Sunday, September 23, 2012

Second (or third) cup: so...?

Continued:

So, where is this going? Well, I think all of this memory and story is connected to my growing conviction about teaching:

I walk into the classroom as well-prepared as I know how to be. I am ready. Of course, the syllabus and the calendar have been completed for over a month. I've read the texts, even reviewed them in anticipation of the day's purpose. My PowerPoint is prepared and the technology is reasonable ready. I have my questions and ideas and illustrations and stories in mind (even on a page of notes). I am prepared to perform (and, yes, I do think teaching is a performance art).

Then, I walk into the classroom; the lights go up (or down); the students (also, by the way, performers--they are not the audience) are there and, some more and some less, ready.

Then, something else happens.

Something amazing:

• the art of teaching is the art of jazz: improvisation. I know that our syllabi contain a caveat that is designed on some level to protect the teacher from accusations that the teacher did not cover the syllabus. I think, however, that it might also be because "The best laid schemes of mice and men [and teachers] / Go often awry...." And that is likely a good thing; at least for me, more often than not, a very good thing.

• the art of teaching is the art of the lectionary: improvisation. We pay attention to the text, bring ourselves to the text, stage the conversation; the conversation among the texts and our conversation with the texts; stories commenting on each other and our lives commenting on the stories and the stories commenting on our lives. Story on story on story. Often something wonderful—and unexpected—happens. Something new. Like jazz.


I tend to say the Spirit shows up and, then, who knows what will happen?

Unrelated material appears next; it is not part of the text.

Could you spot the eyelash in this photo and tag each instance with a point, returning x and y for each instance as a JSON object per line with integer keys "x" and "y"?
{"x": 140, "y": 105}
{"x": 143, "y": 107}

So, like a jazz musician and a good preacher and a good story teller, the teacher shows up, pays attention, and the rest, well, the rest is like a stellar jazz ensemble, story time around the camp fire, coffee at TaborSpace or Bipartisan or Starbucks at Gresham Station or RainOrShine. The planned and the unplanned.

The hallmark of the community of truth is not psychological intimacy or political civility or pragmatic accountability, though it does not exclude these virtues. This model of community reaches deeper, into ontology and epistemology—into assumptions about the nature of reality and how we know it—on which all education is built. The hallmark of the community of truth is in its claim that reality is a web of communal relationships, and we can know reality only by being in community with it (Parker J. Palmer. (1998). The Courage to Teach, exploring the inner landscape of a teacher's life. San Francisco: Jossey-Bass. p. 95).